GMM-FBG光纤电流传感器结构优化及温补模型

Structural optimization and temperature characteristic analysis of GMM-FBG fiber current sensor

为解决FBG中心波长和GMM磁致伸缩系数温度敏感而影响GMM-FBG光纤电流传感器交流响应灵敏度和准确度的问题,提出在GMM-FBG传感模型中引入温度参数校准电流输出值的方法。依据法拉第电磁理论,采用有限元分析方法设计提高GMM磁耦率和均化磁场分布的磁路结构。构建波长解调系统实验平台,测试温度在20~70 ℃范围传感器不同电流对应的波长响应幅值,实验研究表明:GMM-FBG电流传感器灵敏度随温度升高而下降,且与被测电流值大小正相关。在分析传感器温度响应特性基础上,利用数学拟合方法建立了具有温度补偿系数的GMM-FBG电流传感数学模型,且将该模型用于40 ℃时60 A电流检测实验,电流检测准确度提高了4.8%。
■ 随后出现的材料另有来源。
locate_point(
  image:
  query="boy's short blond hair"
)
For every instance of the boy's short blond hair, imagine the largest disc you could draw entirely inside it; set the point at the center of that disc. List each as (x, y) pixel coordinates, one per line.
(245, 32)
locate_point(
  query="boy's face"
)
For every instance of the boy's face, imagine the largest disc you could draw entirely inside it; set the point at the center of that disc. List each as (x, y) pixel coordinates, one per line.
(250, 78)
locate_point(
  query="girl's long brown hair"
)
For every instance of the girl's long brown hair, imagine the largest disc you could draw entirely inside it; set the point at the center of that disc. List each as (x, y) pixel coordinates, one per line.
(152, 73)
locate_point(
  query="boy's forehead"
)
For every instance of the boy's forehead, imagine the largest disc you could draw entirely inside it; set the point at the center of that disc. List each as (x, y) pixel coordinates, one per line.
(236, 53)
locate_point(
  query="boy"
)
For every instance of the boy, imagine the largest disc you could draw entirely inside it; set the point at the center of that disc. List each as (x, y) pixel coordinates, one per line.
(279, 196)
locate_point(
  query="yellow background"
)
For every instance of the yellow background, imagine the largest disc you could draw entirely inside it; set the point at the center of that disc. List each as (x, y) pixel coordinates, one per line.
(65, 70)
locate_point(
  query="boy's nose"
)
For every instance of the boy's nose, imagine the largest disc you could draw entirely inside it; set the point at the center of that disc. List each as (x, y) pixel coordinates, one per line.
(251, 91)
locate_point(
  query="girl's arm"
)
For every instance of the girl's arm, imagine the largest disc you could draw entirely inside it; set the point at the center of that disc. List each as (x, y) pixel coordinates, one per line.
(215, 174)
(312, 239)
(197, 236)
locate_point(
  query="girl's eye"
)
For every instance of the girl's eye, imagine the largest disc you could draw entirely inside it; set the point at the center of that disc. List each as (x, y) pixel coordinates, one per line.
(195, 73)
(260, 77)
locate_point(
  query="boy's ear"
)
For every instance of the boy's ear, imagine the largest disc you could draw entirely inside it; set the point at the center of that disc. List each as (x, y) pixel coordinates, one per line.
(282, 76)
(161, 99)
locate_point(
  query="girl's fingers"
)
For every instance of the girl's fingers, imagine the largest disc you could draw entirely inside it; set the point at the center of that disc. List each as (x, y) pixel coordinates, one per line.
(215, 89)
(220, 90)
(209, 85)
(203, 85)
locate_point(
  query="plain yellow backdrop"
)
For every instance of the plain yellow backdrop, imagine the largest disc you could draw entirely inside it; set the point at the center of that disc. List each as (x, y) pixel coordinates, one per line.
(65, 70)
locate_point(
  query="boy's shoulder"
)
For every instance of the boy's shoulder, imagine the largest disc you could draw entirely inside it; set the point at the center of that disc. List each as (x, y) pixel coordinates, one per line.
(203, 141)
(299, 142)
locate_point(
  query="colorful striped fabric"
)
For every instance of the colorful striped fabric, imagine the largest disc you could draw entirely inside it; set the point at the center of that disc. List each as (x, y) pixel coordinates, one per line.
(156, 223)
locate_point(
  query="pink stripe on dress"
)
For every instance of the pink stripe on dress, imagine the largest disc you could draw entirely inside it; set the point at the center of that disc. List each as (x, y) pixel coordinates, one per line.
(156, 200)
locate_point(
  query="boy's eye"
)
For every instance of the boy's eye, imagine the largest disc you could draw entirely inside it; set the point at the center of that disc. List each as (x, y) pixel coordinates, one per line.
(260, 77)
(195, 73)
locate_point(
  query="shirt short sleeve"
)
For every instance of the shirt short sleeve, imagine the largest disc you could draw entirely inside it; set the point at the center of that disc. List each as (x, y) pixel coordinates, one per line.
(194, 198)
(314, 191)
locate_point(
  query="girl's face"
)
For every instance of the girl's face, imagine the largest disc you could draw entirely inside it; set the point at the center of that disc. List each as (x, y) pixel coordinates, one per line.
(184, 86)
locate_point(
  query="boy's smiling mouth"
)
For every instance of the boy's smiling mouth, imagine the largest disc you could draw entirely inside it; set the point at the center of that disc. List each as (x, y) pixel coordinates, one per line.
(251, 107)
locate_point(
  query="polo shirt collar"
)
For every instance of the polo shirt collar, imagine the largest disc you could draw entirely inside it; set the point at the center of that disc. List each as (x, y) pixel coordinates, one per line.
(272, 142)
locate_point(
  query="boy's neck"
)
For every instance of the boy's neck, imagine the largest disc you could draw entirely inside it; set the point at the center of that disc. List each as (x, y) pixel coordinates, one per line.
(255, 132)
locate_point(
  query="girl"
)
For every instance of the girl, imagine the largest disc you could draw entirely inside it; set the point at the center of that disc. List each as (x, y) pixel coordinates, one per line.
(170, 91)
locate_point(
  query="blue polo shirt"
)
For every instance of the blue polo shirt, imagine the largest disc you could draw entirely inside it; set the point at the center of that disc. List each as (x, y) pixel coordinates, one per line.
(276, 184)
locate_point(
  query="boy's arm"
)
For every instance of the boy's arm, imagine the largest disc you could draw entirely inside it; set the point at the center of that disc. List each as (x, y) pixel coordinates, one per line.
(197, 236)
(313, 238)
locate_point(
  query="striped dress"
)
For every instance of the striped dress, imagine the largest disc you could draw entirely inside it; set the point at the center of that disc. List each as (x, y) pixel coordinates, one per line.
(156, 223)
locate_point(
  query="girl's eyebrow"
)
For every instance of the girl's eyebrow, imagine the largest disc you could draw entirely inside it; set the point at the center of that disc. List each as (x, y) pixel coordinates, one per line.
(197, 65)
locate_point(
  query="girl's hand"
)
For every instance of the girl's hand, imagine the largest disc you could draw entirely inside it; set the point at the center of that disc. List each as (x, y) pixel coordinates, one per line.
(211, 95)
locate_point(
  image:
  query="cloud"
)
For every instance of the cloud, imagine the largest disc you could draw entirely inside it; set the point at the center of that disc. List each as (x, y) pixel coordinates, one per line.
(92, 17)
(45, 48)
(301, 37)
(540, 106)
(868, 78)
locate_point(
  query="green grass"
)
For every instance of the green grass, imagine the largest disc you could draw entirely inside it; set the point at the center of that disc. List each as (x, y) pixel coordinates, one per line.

To solve the problem that the sensitivity and accuracy of GMM-FBG current sensor are affected by temperature influencing center wavelength of FBG and magnetostriction coefficient of GMM, the GMM-FBG sensing model with temperature parameter is presented to calibrate current values. According to Faraday electromagnetic theory, the magnetic structure was designed to increase the magnetic coupling efficiency and homogenize magnetic distribution using finite element method (FEM). Then, the experimental platform was constructed by using the wavelength demodulation system. At the temperature of 20 to 70 degrees Celsius, wavelength response amplitudes of the sensor were tested under different current values. The experimental results show that the sensitivity of GMM-FBG current sensor decreases with the increase of temperature, and it is positively correlated to the target current. Analyzing the law of sensor response versus temperature, a GMM-FBG sensing mathematical model with temperature compensation coefficient was established based on mathematical fitting method. Then, according to the model, the current detecting accuracy is increased by 4.8% during measuring 60 A current at the temperature of 40 ℃.